Я сыграл еще и еще. Казалось, что стоит немножко иначе дернуть
рукоятку - и выиграешь. Не совпадает вроде чуть-чуть, всякий
раз чуть-чуть...
Во время ужина то и дело кто-либо из пашей компании
вскакивал и бежал в эту комнату сыграть с "одноруким бандитом"
- такое прозвище у автоматов.
Прозвали их так недаром. Цены в клубных ресторанах
дешевле, чем в обычных. Члены клуба получают скидку за счет
прибыли от этих самых покер-автоматов. Но позвольте, ведь
играют на них те же члены клубов? Совершенно верно, на первый
взгляд это нелепость, на самом же деле - точный психологический
расчет. Посетитель обычно рассуждает так: я сэкономлю на обеде
три шиллинга, почему бы на них не сыграть. Играет, и снова
играет, и проигрывает куда больше трех шиллингов. Никто не
заставляет играть, можно просто съесть свой дешевый обед, но в
том-то и дело, что большинство играет.
Нам объяснили механику этого хитрого расчета, объяснили,
что львиная доля прибыли идет в карманы владельцев автоматов,-
объясняли, возмущались и, посмеиваясь над собой, уходили к
автоматам.
Тут действовал тот же психологический трюк, что и в
магазинах. В витринах цены выглядят так: "7 фунтов 19 шиллингов
11 пенсов". Неважно, что с восьми фунтов вы получаете сдачу
всего один пенс, цена выглядит все же семь фунтов, а не восемь.

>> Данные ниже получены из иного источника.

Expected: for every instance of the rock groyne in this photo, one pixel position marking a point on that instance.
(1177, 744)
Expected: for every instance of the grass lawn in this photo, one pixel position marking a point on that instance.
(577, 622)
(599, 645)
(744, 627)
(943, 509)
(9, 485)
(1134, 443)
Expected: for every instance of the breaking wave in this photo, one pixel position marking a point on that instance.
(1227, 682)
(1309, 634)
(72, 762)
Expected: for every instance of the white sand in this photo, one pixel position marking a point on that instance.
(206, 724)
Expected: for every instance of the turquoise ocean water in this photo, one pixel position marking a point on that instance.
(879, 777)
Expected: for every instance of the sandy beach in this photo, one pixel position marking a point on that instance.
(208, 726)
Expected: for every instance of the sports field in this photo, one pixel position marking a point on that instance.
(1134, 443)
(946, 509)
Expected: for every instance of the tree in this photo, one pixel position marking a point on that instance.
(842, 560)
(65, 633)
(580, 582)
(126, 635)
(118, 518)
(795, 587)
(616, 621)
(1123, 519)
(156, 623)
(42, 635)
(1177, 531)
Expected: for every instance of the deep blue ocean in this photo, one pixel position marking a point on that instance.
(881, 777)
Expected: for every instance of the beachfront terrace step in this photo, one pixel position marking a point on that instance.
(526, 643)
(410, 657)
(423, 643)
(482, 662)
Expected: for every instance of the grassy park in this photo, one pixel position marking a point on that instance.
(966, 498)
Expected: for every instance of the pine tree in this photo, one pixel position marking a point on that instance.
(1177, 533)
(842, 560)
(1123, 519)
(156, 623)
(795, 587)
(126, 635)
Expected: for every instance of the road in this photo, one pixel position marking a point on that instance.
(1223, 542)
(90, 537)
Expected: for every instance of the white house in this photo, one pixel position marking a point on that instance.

И это действует не только на туристов, но и на самых коренных,
тертых австралийцев. Большой медный пенс много весит во всех
смыслах.
Я обратил внимание, что перед покер-автоматами сидят люди;
они не играли, они наблюдали, как играют другие. Иногда они
что-то записывали и следили внимательно, словно занимались
научной работой. Они искали секрет автоматов. Что надо сделать,
чтобы выиграть? Однажды такой способ был найден. Нам рассказали
эту историю.
Несколько парней, потратив года полтора, научились
поворачивать рукоять, получая выигрышную комбинацию цифр. Чуть
на себя и обратно до еле слышного щелчка первого колесика,
снова на себя и обратно, пока щелкает второе, и т. д. Они
принялись посещать один клуб за другим. Выдаивали десятки, а то
и сотни фунтов из автоматов за вечер. Над владельцами игральных
машин Нависла угроза разорения. Этих "доильщиков" выследили.
Закрыли им доступ в клубы. Они уехали в Мельбурн. Там
повторилась та же история. Доильщики переезжали из города в
город, за ними слали фотографии, агентов. Владельцы автоматов
объединились. Доильщики улетели в США.